Among this year's slate of bowl games are the inevitable no-contest matchups—games between teams that were once national championship contenders and less-qualified teams that have automatic tie-ins to certain bowls—but then there are the big games worth watching.
And despite the controversy surrounding this year's chosen participants (though when isn't there controversy?), there are at least a few matchups that will doubtlessly present us with some football worth watching.
Here's a look at the BCS games you won't want to miss this bowl season. For a complete schedule of bowl games, click here.
Tostitos Fiesta Bowl
Oregon vs. Kansas State
Jan. 2, 8:30 p.m. ET, ESPN
One late-season loss to a lesser team, and that was a wrap on the national championship odds for both of these teams.
Who's your pick to win?
The Oregon Ducks and the Kansas State Wildcats were both excruciatingly close to national championship berths. They spent much of the season in the top five—and got as high as No. 2 (Oregon) and No. 1 (Kansas State)—but for the Ducks, a Nov. 17 overtime loss to Stanford robbed them of their chance to take over the No. 1 spot, and for the Wildcats, a blowout loss to Baylor jolted them back several pegs.

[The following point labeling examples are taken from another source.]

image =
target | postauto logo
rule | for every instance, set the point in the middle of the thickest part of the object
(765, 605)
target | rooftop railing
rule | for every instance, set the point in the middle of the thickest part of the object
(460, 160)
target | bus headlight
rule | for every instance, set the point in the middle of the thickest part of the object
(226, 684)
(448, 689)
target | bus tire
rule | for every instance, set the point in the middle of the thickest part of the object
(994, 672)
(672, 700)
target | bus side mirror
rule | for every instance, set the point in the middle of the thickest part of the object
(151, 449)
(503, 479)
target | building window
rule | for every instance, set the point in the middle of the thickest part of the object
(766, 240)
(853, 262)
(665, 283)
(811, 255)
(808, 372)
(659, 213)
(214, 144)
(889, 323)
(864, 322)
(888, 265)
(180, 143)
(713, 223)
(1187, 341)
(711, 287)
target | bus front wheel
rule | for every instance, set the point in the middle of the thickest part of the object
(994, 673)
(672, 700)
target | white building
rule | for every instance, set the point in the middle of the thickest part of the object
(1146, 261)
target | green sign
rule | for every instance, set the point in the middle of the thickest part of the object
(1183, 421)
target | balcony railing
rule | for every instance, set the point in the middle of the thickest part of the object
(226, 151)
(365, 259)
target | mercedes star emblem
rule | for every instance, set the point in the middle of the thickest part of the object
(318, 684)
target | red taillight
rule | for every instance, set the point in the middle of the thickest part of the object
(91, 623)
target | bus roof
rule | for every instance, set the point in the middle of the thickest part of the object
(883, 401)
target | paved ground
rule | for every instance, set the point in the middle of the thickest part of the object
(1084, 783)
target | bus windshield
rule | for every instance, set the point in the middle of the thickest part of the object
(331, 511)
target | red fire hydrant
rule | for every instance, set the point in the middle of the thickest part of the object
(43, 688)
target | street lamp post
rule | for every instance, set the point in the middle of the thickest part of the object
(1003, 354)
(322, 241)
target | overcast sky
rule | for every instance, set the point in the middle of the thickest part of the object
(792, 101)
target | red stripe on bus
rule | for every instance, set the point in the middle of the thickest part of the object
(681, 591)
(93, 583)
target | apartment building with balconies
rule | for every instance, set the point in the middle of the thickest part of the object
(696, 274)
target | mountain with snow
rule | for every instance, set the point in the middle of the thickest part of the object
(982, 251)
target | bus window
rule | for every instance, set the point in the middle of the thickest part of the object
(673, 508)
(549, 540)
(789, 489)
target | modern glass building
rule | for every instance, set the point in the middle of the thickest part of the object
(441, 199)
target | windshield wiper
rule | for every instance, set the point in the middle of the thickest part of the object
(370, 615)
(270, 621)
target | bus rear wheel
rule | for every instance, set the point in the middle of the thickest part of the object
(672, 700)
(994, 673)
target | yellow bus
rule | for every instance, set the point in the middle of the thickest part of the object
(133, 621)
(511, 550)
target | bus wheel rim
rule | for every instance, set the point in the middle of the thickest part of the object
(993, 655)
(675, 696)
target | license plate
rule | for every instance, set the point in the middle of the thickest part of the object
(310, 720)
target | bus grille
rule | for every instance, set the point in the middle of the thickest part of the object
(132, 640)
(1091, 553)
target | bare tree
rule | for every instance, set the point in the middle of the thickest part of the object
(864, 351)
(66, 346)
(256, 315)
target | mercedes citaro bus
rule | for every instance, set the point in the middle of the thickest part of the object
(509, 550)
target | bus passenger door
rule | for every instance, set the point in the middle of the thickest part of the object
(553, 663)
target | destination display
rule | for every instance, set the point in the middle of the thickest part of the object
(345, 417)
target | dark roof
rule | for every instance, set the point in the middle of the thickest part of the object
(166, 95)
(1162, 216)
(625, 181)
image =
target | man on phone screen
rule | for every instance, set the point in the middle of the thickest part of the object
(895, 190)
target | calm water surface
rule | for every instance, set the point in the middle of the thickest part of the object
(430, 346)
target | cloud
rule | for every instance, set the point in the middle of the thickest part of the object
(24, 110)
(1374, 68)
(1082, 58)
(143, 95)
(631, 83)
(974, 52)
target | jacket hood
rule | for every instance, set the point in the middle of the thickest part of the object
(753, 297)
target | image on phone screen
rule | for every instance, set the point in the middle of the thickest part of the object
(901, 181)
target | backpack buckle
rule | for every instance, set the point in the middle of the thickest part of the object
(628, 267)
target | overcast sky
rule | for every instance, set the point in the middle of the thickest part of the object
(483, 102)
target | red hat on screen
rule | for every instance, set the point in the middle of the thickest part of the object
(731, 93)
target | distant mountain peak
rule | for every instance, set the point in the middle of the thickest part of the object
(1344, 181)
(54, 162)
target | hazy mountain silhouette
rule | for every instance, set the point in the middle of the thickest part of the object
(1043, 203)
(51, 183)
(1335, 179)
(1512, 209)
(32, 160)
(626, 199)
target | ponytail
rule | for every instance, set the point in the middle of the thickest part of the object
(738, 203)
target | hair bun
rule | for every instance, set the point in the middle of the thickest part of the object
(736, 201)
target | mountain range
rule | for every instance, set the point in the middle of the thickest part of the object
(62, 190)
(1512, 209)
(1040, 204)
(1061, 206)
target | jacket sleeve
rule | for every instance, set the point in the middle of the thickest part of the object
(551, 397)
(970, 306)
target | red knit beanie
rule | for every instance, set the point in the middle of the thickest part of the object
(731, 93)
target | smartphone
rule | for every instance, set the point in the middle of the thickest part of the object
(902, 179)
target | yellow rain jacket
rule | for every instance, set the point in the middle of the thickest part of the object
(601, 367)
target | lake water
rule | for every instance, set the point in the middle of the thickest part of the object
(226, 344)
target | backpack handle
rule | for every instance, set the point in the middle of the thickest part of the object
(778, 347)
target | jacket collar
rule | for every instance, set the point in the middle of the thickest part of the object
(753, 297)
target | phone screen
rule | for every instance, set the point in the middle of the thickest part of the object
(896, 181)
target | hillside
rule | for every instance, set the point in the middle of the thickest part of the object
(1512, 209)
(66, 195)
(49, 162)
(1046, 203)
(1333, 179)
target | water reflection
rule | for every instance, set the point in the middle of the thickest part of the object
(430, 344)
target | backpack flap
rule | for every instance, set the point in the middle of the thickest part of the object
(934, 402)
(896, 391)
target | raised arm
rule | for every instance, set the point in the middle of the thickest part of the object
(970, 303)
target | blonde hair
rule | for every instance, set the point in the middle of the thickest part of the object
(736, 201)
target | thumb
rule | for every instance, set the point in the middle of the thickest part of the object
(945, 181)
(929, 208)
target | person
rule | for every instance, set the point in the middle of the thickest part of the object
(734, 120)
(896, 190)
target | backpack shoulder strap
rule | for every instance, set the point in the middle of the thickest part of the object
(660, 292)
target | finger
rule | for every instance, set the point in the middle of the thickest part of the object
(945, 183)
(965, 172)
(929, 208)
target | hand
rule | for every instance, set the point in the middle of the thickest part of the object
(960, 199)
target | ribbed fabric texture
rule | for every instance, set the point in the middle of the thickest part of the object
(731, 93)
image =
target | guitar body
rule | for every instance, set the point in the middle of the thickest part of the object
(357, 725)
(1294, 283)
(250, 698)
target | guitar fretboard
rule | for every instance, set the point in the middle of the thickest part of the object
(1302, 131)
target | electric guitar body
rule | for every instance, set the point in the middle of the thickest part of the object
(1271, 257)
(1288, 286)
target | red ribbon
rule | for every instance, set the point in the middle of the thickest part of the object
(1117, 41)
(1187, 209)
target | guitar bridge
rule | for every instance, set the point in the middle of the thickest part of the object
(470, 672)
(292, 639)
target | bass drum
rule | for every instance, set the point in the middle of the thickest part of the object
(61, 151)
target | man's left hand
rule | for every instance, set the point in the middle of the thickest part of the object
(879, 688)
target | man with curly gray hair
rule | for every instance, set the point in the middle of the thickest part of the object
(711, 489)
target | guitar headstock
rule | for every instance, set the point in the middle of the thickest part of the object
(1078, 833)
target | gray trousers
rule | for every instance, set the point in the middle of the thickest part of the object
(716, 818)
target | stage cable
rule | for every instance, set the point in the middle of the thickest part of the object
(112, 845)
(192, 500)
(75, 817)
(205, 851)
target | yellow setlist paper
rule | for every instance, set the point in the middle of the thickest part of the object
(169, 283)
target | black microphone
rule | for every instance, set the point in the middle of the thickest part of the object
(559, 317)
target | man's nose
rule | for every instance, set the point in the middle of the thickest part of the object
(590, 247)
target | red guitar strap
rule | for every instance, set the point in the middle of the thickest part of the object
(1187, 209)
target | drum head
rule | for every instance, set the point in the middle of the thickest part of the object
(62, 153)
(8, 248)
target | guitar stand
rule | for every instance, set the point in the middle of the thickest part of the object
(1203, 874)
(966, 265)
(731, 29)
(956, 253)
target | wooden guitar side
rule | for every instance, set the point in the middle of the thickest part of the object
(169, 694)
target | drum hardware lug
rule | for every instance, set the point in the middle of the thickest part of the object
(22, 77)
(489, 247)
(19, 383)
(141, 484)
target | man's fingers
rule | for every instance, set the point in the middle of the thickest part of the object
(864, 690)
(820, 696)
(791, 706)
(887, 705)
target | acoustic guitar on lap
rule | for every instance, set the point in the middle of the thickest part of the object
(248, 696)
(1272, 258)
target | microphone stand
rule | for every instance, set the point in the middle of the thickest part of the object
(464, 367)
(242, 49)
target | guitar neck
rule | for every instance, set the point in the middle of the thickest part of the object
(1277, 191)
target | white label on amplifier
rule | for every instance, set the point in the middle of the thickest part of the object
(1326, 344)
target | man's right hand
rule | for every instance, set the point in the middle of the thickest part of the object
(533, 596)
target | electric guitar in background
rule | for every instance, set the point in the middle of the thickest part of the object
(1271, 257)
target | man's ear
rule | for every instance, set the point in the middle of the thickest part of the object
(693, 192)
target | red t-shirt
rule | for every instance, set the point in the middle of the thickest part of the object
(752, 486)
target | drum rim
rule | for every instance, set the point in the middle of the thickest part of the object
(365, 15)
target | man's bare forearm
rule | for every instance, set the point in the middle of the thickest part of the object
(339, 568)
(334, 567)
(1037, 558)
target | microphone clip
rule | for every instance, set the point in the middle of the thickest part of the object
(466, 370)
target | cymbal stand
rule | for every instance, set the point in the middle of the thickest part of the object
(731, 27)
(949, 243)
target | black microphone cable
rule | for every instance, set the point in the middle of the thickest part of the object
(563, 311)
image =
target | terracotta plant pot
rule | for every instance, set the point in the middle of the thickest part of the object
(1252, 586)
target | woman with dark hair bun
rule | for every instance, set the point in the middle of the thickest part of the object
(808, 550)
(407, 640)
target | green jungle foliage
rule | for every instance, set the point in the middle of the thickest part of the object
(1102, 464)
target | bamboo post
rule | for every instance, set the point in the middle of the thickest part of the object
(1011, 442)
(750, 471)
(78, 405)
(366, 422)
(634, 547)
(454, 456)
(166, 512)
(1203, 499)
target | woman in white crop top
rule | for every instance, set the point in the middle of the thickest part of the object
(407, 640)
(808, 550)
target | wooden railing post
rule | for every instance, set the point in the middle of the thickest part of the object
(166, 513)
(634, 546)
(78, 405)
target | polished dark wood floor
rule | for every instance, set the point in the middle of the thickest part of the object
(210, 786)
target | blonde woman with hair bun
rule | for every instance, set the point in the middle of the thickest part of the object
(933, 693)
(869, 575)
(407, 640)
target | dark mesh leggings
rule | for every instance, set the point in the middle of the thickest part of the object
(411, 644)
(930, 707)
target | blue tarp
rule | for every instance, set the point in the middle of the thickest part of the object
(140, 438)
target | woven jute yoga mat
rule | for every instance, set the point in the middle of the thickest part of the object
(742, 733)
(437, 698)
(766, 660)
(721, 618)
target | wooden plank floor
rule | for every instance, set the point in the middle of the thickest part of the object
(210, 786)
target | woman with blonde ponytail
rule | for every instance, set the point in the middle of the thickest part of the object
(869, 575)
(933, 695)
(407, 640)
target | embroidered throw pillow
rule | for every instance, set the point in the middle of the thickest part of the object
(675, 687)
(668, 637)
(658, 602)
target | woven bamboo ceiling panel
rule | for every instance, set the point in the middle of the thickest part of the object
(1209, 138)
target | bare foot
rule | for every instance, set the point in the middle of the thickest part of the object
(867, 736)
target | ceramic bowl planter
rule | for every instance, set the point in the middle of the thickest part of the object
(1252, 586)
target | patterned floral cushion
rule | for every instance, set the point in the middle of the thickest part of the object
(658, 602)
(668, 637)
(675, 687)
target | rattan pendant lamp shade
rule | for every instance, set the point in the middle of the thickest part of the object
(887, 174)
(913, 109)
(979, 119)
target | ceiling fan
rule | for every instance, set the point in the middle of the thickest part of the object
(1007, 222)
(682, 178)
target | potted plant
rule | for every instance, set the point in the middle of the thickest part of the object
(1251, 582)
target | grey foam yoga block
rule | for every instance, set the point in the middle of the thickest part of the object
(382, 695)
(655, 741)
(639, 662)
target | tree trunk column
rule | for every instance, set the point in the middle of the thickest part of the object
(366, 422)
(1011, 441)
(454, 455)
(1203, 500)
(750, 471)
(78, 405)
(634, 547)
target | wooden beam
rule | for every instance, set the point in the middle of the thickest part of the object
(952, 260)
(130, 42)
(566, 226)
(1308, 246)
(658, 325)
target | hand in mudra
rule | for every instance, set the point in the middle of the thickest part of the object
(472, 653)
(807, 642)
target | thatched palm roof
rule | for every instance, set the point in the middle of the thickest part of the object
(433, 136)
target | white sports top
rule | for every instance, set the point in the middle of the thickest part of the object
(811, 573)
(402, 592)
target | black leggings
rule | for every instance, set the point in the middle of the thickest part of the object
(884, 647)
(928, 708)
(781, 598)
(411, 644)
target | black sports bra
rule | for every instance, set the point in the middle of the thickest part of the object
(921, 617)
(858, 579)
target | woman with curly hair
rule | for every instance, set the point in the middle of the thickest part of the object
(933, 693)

But in this Fiesta Bowl matchup, we have two extremely qualified teams who played remarkably well for the majority of the season, and we have two offenses that are capable of putting up some serious points. And although both of these teams lost late, they each closed out their regular seasons with decisive wins over ranked opponents, so don't think that they're going to play without intensity when they get back on the field in January.
AT&T Cotton Bowl
Texas A&M vs. Oklahoma
Jan. 4, 8 p.m. ET, FOX
For the first time, we'll get to see Mr. Heisman take the field ever since officially winning college football's most coveted award. And even though he couldn't lead the Aggies to the national championship, Johnny Manziel did a pretty good job with this team in its first season in the mighty SEC—for a freshman.
Oklahoma, meanwhile, had a couple of chances to assert itself as one of the top contenders in 2012 but failed on both counts. It got its first shot at a statement win on Sept. 22 but suffered a 24-19 loss to Kansas State.
A month later, facing undefeated Notre Dame at home, it melted down in the final five minutes of the game and ended up losing 30-13. But the Sooners weren't without big wins this season: They scored a ginormous 63-21 win over Texas in the Red River Rivalry, and they beat Oklahoma State in overtime in their penultimate game of the season.
And don't forget that A&M was the only team to beat Alabama this year. Both of these teams have great quarterbacks leading great offenses that are fun to watch.
Wisconsin vs. Stanford
Jan. 1 at 5 p.m. ET, ESPN
For the third consecutive year, Stanford will play in a BCS bowl—and this year, that's more meaningful than ever, considering how little was expected of this team in the wake of Andrew Luck's departure.
In a year when the only Pac-12 teams the pundits were interested in discussing were USC and Oregon, Stanford rose from some early-season adversity to somehow beat both of those teams en route to a Pac-12 title, taking down UCLA two weeks in a row in order to lay claim to it.
Quarterback Josh Nunes filled Luck's role pretty nicely, finishing the season with 1,643 passing yards and 10 touchdowns. Suddenly, the future is looking up for the Cardinal.
But the Cardinal's success in the regular season doesn't mean they're going to roll over Wisconsin in Pasadena. Granted, they certainly didn't get the toughest of opponents—the Badgers finished third in the Big Ten Leaders Division and were perhaps the biggest beneficiaries of Ohio State's postseason ban. And although the Badgers' 8-5 record objectively seems rather unimpressive, three of their losses came in overtime, and the other two came by just three points each.
This is a team that may seem unintimidating, but it doesn't go down easy, and it doesn't get blown out.